People who never read poetry don’t write poems that are worth reading. … It seems odd to me that anyone who hates reading poetry should want to write it at all. Are there amateur painters who never go to an art gallery?
(Wendy Cope, ‘How to write poetry’)
In these sessions, we will take seriously the suggestion that in order to write well, we need to develop our ability to read well. Each day, we will take our lead from two sources: firstly, a piece of prose-writing about poetry (a manifesto, a piece of criticism, a letter, a commentary, and so on); and secondly from a poem (predominantly twentieth and twenty-first century, ranging from canonical verse to small-press publications). Through close reading and discussion, we will seek to develop our analytic skills as we engage in the focussed, playful, and seriously attentive practical criticism of a wide range of poems from a variety of poetic schools or groups. We will take our lead from, for example, the provocations of Gertude Stein – ‘poetry is concerned with using and abusing, with losing and wanting, with adoring and replacing the noun’ – from essays by Wallace Stevens, William Carlos Williams, or Ginsberg, as well as the polemic writing of more recent poetic practitioners. By paying attention to how others write, we will seek to develop a reflexive practice which will enable us to be both inspired and instructed by the techniques and intentions of seminal poets: these lessons will then be employed to provoke, initiate, or even constrain our own writing, which will be the focus of each afternoon’s sessions.

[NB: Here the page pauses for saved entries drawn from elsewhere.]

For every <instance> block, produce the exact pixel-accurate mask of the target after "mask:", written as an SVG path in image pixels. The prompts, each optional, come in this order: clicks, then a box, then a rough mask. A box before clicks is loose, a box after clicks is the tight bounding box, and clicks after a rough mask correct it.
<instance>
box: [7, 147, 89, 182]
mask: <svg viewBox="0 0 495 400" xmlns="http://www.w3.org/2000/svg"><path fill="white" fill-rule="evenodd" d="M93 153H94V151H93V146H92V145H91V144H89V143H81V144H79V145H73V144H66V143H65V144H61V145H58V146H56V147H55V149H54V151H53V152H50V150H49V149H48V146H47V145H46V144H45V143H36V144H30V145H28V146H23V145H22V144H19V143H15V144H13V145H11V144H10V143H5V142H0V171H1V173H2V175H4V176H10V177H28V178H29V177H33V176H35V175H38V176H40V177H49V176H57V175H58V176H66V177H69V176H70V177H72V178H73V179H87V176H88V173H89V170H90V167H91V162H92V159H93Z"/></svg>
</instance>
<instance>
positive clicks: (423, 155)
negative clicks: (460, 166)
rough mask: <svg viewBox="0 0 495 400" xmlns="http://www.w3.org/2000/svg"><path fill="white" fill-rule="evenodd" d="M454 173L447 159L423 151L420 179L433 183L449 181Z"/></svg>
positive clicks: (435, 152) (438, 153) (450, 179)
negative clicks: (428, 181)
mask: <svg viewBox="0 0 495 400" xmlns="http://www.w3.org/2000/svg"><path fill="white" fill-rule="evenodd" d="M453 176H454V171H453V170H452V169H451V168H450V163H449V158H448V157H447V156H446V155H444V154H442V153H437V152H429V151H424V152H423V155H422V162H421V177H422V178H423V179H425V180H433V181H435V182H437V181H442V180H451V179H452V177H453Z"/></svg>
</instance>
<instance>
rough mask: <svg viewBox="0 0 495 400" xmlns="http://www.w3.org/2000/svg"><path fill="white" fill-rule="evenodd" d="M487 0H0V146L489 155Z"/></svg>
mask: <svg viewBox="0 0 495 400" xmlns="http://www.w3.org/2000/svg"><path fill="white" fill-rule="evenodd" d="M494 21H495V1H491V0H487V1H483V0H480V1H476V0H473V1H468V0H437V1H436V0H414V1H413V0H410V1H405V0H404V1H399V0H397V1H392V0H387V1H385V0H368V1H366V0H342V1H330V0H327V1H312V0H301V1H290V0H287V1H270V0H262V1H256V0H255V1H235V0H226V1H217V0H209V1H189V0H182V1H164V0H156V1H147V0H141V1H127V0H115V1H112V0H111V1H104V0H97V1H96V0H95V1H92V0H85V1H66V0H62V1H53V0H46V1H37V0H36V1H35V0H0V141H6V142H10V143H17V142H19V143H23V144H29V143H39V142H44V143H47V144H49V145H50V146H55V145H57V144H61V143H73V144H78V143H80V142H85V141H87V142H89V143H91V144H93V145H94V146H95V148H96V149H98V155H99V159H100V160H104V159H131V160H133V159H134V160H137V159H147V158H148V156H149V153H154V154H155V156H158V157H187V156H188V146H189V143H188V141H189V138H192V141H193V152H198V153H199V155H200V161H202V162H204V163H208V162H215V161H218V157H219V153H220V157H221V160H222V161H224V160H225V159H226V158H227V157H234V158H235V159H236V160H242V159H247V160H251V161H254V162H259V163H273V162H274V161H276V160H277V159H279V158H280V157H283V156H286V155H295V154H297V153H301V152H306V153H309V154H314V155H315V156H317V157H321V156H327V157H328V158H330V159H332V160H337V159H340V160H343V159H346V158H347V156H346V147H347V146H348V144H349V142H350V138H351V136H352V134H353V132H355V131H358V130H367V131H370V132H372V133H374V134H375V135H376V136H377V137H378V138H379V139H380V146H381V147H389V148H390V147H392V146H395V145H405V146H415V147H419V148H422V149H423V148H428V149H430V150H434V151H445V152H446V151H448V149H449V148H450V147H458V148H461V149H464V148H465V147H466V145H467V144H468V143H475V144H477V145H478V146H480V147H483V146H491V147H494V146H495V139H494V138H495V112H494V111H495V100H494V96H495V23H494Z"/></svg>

During this week, we will all aim to produce a number of poems, not in imitation of, but hopefully inspired by, our mornings’ reading. The intention of developing our reflexive practice is not to copy, or to produce anachronistic mimicry of period poetic forms; rather the intention is to appreciate the intent and techniques employed by a range of poets, in order to inspire and provoke our own practice. Indeed, as poet Michael Hofmann suggests, in these seminars there should be ‘no uniform, no team shirt, no battle or plan of battle, no weapons, … no hierarchy, no ranks or badges except for homemade ones that don’t count’, and consequently, we will avoid homage, pastiche, or impersonation. We will be guided by the thoughts and methods of some brilliant poets, and enjoy the realisation that, as Hofmann concludes, ‘there are plenty of fellow travellers’.